Heliophysics Big Idea 1.2

Educator Background

  • Scientists use a variety of methods to predict space weather. There are both ground-based observatories and satellites in Earth's orbit (and in orbit around the Sun) that take measurements that can help to predict space weather. Scientists predict space weather by monitoring the solar cycle (approximately 11 years), which can be observed by counting the number of sunspots, measuring changes in Earth's magnetic field, and by studying the Sun's atmosphere, the corona.

  • Learning Constraints

    At this level students have a deeper understanding of electromagnetism (HS-PS2-4,5), can quantify field interactions with Coulomb's Law (HS-PS2-4), and explain how Earth is able to generate a magnetic field, due to a rotating liquid outer core of Earth (HS-ESS2-3).

  • Connect to Heliophysics

    Connect to the Sun by focusing on the magnetic interactions on the Sun, including magnetic reconnection, and how the Sun's magnetic fields interact with Earth's magnetic field. Scientists use the Kp-Index to quantify the level of disturbance in Earth's magnetic field in order to predict space weather. Have students compare their analysis of sunspot data to their analysis of data from Earth-based magnetometers.

  • Extend Exploration

    Extend student exploration by having students explore the Van Allen Radiation Belts, which are essentially particles from the solar wind caught in the Earth's magnetosphere.

  • Differentiate for Beginner Learners

    Support beginner students by reviewing the basics of magnetic field interactions (MS-PS2-5).

  • Differentiate for More Advanced Learners

    Challenge students at the next level to investigate how technologies are impacted. For example, changes in Earth magnetic fields cause electrical currents to flow in the Earth’s crust. Sometimes these currents can find their way into transformers, causing the transformers to overheat and fail, resulting in electrical blackouts.

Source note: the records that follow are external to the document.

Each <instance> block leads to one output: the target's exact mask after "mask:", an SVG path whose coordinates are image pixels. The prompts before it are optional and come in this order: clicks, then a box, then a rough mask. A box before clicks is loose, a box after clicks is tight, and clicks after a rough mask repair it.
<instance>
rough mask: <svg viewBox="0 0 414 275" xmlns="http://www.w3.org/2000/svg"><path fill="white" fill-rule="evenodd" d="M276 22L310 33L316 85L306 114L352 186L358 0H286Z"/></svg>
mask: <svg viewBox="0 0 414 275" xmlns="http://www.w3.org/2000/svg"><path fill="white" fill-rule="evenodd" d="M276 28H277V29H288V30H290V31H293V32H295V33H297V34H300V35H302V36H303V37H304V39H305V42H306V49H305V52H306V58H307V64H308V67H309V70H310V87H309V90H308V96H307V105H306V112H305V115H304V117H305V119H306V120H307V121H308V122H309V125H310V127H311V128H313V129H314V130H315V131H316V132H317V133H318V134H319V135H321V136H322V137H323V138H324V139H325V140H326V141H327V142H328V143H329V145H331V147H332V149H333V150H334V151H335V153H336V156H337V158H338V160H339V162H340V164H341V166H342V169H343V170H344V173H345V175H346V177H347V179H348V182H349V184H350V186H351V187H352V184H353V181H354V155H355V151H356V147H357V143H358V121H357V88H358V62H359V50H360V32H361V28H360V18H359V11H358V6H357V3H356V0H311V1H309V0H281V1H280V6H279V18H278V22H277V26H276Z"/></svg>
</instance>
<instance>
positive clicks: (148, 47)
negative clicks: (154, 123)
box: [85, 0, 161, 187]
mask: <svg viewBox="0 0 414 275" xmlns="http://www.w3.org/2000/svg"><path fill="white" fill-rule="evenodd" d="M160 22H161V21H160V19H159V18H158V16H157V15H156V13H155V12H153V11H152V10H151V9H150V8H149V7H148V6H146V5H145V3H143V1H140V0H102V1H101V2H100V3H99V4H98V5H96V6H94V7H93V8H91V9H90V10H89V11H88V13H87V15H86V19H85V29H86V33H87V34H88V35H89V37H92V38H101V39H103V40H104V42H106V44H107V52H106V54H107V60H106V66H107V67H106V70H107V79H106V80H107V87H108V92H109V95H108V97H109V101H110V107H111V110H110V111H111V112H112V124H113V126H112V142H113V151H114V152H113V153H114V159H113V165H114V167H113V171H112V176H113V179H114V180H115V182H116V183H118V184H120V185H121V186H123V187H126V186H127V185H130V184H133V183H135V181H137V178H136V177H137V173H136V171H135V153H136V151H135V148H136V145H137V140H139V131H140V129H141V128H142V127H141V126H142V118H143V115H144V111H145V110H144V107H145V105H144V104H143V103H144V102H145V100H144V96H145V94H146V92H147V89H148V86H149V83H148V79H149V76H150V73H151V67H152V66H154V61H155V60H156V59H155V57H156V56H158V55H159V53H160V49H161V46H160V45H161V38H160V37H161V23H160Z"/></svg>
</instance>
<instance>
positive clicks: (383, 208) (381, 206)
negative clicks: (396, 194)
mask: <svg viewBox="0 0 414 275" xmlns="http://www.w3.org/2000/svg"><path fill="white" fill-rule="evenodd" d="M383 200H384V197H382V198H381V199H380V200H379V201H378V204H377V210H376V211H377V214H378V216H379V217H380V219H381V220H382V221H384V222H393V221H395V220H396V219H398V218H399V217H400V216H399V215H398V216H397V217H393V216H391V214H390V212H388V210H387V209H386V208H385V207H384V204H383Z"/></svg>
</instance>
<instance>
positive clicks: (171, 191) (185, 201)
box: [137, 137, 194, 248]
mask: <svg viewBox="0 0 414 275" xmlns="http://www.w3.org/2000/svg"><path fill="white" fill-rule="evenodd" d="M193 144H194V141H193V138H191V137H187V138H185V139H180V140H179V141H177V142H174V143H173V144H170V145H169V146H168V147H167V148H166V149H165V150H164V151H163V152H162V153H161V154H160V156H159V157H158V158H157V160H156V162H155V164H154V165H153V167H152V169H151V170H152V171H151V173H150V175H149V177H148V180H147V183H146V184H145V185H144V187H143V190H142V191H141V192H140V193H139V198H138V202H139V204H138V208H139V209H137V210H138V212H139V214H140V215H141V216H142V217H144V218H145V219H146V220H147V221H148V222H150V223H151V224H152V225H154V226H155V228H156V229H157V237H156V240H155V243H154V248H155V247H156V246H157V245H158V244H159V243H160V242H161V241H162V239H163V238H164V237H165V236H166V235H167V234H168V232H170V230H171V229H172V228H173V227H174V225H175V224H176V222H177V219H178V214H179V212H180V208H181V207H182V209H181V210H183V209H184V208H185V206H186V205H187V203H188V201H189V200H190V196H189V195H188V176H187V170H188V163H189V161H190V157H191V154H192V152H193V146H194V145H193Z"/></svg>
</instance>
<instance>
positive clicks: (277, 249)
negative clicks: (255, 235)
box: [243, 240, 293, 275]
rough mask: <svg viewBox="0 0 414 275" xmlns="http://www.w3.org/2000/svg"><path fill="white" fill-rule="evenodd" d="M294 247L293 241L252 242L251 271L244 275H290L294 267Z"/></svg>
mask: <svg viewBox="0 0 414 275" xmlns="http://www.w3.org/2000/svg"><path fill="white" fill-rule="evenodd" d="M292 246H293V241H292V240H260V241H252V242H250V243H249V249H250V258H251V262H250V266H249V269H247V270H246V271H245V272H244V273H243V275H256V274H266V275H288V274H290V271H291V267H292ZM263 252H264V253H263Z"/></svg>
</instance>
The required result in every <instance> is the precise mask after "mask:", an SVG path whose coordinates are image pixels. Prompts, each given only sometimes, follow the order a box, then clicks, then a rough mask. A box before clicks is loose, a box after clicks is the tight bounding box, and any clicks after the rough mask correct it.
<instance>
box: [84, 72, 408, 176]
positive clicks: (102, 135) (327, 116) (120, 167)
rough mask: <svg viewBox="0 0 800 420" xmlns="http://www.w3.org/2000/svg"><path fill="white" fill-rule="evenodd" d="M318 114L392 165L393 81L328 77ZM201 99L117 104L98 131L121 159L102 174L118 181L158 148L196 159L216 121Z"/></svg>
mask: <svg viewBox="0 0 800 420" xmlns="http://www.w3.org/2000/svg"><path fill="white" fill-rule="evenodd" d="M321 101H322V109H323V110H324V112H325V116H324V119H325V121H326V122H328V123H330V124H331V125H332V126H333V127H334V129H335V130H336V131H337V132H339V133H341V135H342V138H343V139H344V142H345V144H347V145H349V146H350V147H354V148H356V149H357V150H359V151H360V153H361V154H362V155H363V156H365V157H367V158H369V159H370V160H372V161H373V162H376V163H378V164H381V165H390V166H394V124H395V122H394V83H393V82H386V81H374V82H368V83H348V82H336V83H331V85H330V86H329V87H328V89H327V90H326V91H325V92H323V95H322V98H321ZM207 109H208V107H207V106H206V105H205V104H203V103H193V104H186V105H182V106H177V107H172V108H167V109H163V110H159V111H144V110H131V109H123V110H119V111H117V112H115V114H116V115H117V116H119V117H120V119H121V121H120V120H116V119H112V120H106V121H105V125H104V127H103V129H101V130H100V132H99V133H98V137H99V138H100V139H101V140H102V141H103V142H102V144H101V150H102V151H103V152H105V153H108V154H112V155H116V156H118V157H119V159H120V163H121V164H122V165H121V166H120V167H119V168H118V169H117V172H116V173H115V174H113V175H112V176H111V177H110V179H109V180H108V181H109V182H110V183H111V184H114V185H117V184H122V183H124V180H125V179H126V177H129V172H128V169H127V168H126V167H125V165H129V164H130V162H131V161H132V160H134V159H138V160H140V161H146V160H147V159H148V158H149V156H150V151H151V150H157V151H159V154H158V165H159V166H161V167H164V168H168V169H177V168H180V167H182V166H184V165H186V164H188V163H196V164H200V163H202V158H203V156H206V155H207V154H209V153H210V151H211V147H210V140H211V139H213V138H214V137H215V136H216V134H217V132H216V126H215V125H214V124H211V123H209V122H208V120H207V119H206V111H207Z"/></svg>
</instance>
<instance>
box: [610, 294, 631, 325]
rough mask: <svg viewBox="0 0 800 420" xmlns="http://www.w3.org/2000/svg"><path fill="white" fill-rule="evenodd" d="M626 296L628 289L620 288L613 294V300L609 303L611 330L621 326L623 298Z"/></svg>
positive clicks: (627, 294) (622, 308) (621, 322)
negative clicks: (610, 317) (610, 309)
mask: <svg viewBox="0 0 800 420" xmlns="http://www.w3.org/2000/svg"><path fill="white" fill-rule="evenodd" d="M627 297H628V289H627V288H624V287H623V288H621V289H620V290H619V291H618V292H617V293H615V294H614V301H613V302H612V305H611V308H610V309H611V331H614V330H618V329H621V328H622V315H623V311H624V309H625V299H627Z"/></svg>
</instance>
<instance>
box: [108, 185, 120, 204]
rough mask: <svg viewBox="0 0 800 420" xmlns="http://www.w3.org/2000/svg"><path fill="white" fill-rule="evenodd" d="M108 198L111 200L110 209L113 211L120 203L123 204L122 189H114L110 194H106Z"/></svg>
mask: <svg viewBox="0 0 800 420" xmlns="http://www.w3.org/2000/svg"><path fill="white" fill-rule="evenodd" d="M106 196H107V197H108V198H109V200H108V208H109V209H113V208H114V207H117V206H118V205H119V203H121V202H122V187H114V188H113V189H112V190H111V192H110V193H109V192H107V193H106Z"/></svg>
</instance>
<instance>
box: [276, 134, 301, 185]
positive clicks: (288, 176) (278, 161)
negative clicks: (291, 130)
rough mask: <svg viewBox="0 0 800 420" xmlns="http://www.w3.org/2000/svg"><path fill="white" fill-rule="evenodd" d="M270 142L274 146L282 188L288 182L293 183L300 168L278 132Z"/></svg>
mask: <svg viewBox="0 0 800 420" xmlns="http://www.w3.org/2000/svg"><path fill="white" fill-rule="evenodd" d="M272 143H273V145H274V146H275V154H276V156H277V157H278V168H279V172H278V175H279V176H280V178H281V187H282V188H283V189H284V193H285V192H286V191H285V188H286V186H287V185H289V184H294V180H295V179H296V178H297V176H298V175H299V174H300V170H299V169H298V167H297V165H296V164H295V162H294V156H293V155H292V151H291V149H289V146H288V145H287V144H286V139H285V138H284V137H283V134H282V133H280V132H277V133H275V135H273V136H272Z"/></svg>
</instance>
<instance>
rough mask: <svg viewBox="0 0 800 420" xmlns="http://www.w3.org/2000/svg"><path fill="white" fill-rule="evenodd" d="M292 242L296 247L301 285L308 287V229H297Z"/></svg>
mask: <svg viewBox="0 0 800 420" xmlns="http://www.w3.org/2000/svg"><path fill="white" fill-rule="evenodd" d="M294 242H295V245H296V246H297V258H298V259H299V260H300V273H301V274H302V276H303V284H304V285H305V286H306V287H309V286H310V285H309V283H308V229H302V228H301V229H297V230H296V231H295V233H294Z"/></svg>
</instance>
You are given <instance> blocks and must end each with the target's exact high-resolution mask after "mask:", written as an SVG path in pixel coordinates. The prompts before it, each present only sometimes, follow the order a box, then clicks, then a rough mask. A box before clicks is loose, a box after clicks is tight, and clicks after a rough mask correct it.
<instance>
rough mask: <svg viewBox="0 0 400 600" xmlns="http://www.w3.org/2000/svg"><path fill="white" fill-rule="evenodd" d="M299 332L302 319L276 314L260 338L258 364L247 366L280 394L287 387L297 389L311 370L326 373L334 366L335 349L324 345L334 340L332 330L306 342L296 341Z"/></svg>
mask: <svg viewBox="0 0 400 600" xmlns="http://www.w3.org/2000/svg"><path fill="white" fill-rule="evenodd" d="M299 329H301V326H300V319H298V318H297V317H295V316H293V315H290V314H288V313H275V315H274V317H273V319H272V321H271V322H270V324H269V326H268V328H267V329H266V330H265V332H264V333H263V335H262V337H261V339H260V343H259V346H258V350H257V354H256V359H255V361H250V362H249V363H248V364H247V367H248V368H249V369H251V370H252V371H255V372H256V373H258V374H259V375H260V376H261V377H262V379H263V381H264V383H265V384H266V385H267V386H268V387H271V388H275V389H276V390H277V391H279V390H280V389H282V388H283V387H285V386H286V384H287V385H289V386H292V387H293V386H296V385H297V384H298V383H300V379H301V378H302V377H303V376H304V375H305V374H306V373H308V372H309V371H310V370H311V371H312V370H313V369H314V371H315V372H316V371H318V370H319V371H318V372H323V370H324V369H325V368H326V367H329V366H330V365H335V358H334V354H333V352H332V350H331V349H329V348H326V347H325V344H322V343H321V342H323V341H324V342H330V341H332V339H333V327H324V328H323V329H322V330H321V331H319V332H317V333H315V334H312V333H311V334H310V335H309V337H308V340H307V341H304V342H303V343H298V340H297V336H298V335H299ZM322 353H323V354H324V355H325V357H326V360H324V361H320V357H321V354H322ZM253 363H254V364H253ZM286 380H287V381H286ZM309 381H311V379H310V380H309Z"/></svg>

This image was created by adding together 54 observations of the sun's 10-million degree outer atmosphere, called the corona. The observations were made between Aug. 17 and Oct. 4. Perhaps the most striking feature of this visualization is how the activity is concentrated in horizontal bands above and below the equator. These so-called "activity belts" start closer to the poles and gradually move to low latitudes as the 11-year solar cycle progresses. We're currently in the maximum phase of this cycle, when there are many active regions clustered around 15 degrees above and below the equator. In the coming years, activity will concentrate even closer to the equator, as it peters out and the cycle begins anew. The driver of the activity belts is the solar dynamo, which generates the sun's magnetic field and ultimately produces all of the fun events documented on this site. However, the dynamo is a mysterious beast. The basics of it are very much the same as the electromagnetic you probably made in science class, where a magnetic field is created by sending an electric current through a coiled wire (Ampère's law). For the sun, the electric current is the plasma swirling around its interior. But beyond that, the details get murky and scientists are working hard on sorting them out.